𝗤𝗨𝗢𝗧𝗘 of The Day; “𝗻𝗴𝗼𝗻𝗼 𝘆𝗼 𝗻𝗴𝗼𝗻𝗼, 𝗻𝗲𝗻𝗴 𝗼𝗷𝗼 𝗻𝗴𝗼𝗻𝗼”. Falsafah Jawa yang sering ayah tuturkan pada saya, bila saya sudah dilarang, diperingatkan, tetapi ndableg. Hehehe.
Falsafah hidup orang jawa seperti itu sejatinya adalah bentuk sindiran yang memiliki makna sangat dalam. Sindiran, tapi karena rasa sayang yang mengucapkan, dapat juga merupakan nasihat. Makna “ngono yo ngono neng ojo ngono”, merupakan bentuk pemakluman, kalau tidak mau dibilang kekesalan atas kesalahan dan kecerobohan yang dilakukan anak, namun tetap harus mengontrol diri jangan sampai melampaui batas, apalagi sampai merugikan dan menyakiti orang lain.
Kita kupas yuk. Ada dua frasa penting disini. Pertama makna “ngono yo ngono” adalah pemberian ruang kebebasan/berekspresi untuk bersikap. Ruang ini dibatasi oleh frase kedua; "sak ngono-ngonone, neng ojo ngono". Jadi sebebas-bebasnya dikasih ruang buat berekspresi tetapi ada moral sosial-budaya yang maksa untuk membatasi polah kita.

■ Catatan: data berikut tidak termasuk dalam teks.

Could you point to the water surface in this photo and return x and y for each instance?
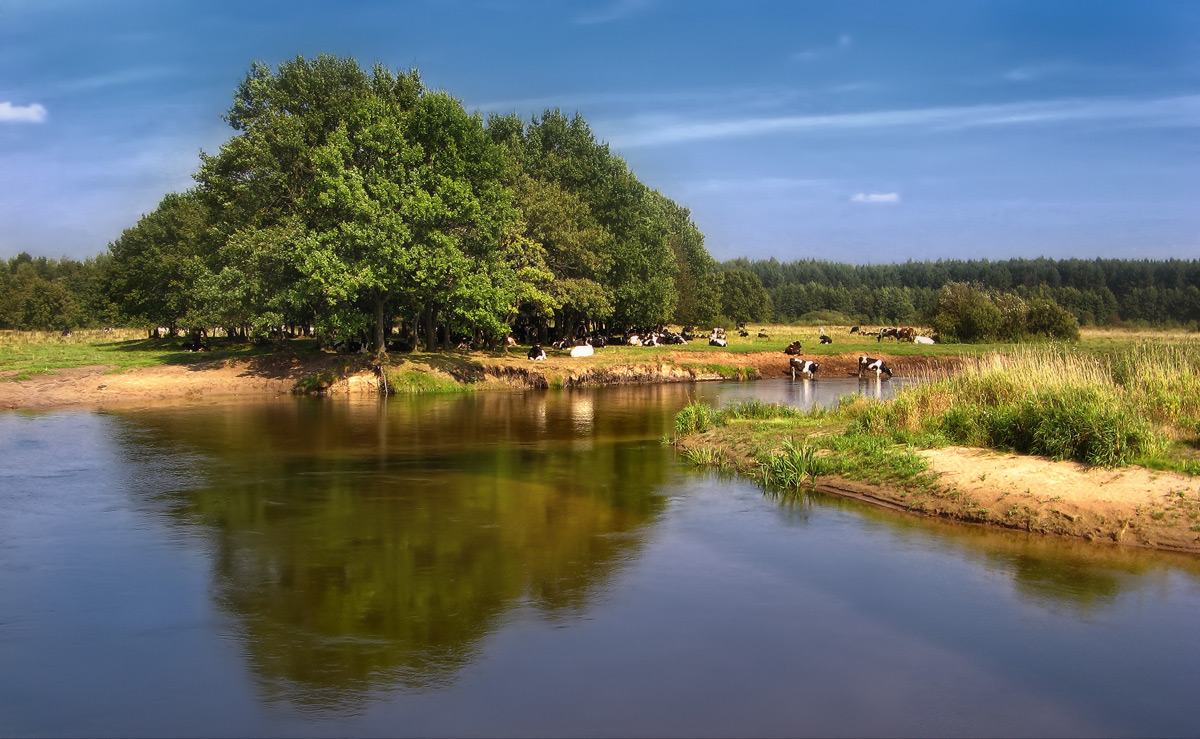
(537, 564)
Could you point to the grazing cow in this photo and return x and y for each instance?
(869, 364)
(804, 366)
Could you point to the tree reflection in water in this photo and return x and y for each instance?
(367, 546)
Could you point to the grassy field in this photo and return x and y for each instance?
(1115, 400)
(27, 353)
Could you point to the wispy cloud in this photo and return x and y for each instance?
(876, 197)
(22, 114)
(115, 79)
(756, 185)
(619, 10)
(844, 42)
(1182, 110)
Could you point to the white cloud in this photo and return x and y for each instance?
(1183, 110)
(844, 42)
(876, 197)
(617, 11)
(22, 114)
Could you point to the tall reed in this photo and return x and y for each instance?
(1053, 401)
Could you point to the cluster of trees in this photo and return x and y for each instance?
(1096, 292)
(363, 203)
(969, 313)
(358, 202)
(40, 294)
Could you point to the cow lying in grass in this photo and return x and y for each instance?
(868, 364)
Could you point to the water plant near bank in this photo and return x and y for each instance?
(1139, 406)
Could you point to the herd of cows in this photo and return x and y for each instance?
(799, 367)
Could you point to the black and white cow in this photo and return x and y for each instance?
(869, 364)
(804, 366)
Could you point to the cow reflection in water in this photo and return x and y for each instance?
(383, 550)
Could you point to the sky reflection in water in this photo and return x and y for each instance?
(537, 563)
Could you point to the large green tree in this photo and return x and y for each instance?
(154, 266)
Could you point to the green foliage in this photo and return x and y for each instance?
(742, 296)
(789, 468)
(695, 418)
(965, 313)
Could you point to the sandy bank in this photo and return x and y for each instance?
(279, 374)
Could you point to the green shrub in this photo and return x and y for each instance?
(696, 416)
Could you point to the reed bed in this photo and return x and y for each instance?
(1108, 409)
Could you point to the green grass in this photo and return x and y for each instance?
(1137, 404)
(418, 382)
(29, 353)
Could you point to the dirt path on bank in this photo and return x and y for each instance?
(99, 384)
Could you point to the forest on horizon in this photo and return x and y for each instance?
(371, 208)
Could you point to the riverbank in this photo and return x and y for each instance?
(1128, 505)
(337, 374)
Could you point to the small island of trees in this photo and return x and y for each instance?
(372, 209)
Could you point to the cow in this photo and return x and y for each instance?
(869, 364)
(804, 366)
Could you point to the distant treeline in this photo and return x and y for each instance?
(1096, 292)
(375, 210)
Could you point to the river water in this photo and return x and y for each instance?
(537, 564)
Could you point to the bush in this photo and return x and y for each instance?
(1048, 318)
(965, 313)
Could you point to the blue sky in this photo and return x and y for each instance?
(862, 132)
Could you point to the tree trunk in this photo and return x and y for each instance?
(431, 331)
(381, 337)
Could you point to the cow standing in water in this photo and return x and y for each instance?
(804, 366)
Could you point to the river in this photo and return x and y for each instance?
(537, 563)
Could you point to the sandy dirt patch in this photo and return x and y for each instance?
(1129, 505)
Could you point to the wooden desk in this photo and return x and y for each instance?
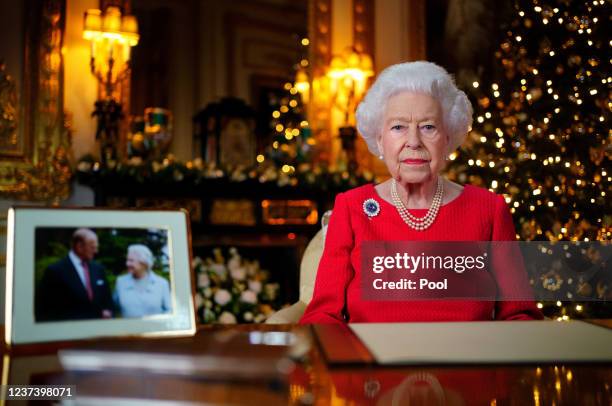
(315, 382)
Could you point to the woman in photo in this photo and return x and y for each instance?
(140, 292)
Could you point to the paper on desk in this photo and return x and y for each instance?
(485, 342)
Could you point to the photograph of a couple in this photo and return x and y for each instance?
(101, 273)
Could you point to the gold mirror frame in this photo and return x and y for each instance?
(37, 166)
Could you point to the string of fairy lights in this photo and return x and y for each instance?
(535, 116)
(541, 135)
(291, 131)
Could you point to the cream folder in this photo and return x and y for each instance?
(486, 342)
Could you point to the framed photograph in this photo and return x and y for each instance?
(85, 273)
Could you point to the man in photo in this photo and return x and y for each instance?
(75, 287)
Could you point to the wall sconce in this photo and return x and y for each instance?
(112, 36)
(349, 74)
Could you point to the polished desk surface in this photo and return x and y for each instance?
(315, 381)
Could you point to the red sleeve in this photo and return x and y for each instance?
(513, 279)
(335, 270)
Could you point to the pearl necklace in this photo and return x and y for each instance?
(418, 223)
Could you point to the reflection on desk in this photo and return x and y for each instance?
(313, 381)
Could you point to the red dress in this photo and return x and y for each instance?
(475, 215)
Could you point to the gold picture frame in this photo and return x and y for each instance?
(35, 154)
(36, 270)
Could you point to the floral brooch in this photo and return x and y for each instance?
(371, 207)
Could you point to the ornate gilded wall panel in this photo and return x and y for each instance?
(34, 160)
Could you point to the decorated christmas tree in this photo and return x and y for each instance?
(292, 143)
(541, 135)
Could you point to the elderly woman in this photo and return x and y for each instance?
(413, 117)
(141, 292)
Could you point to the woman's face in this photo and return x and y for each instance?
(413, 140)
(135, 266)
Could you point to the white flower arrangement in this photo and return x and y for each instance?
(233, 291)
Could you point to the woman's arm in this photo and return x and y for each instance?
(512, 279)
(335, 270)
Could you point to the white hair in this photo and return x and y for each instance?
(419, 77)
(143, 253)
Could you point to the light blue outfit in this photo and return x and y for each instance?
(142, 297)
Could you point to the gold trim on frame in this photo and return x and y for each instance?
(42, 172)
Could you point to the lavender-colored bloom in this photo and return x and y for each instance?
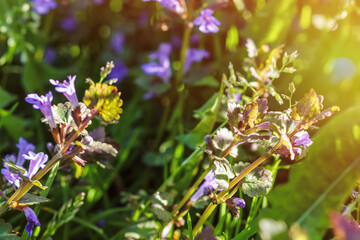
(24, 147)
(12, 178)
(161, 67)
(119, 71)
(208, 184)
(68, 89)
(50, 55)
(31, 218)
(44, 104)
(68, 23)
(194, 55)
(302, 139)
(173, 5)
(239, 202)
(37, 161)
(98, 2)
(207, 23)
(117, 42)
(43, 6)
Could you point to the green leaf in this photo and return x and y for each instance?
(38, 184)
(65, 214)
(15, 168)
(106, 99)
(141, 230)
(5, 231)
(232, 39)
(257, 182)
(308, 107)
(5, 98)
(270, 24)
(159, 202)
(29, 199)
(223, 173)
(98, 147)
(323, 180)
(205, 126)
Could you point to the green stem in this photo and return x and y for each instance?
(203, 218)
(233, 183)
(26, 186)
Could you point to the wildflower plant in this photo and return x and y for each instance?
(68, 123)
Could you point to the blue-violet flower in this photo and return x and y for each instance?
(208, 184)
(37, 161)
(161, 67)
(207, 23)
(44, 104)
(68, 89)
(43, 6)
(194, 55)
(31, 218)
(173, 5)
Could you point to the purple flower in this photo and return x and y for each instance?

Lebih jauh, sindiran tersebut juga merupakan bentuk motivasi dan kontrol diri, agar kita tidak sampai keluar dari kaidah norma yang berlaku di masyarakat. Hal tersebut menjadi penting karena secara sosio-budaya kita hidup berdampingan dengan manusia-manusia lain yang memiliki sensitifitas, cara dan pola fikir, pemaknaan, kondisi perasaan, latar belakang budaya yang berbeda-beda yang bila tidak dijaga akan menimbulkan gesekan, benturan, dan konflik yang tidak produktif.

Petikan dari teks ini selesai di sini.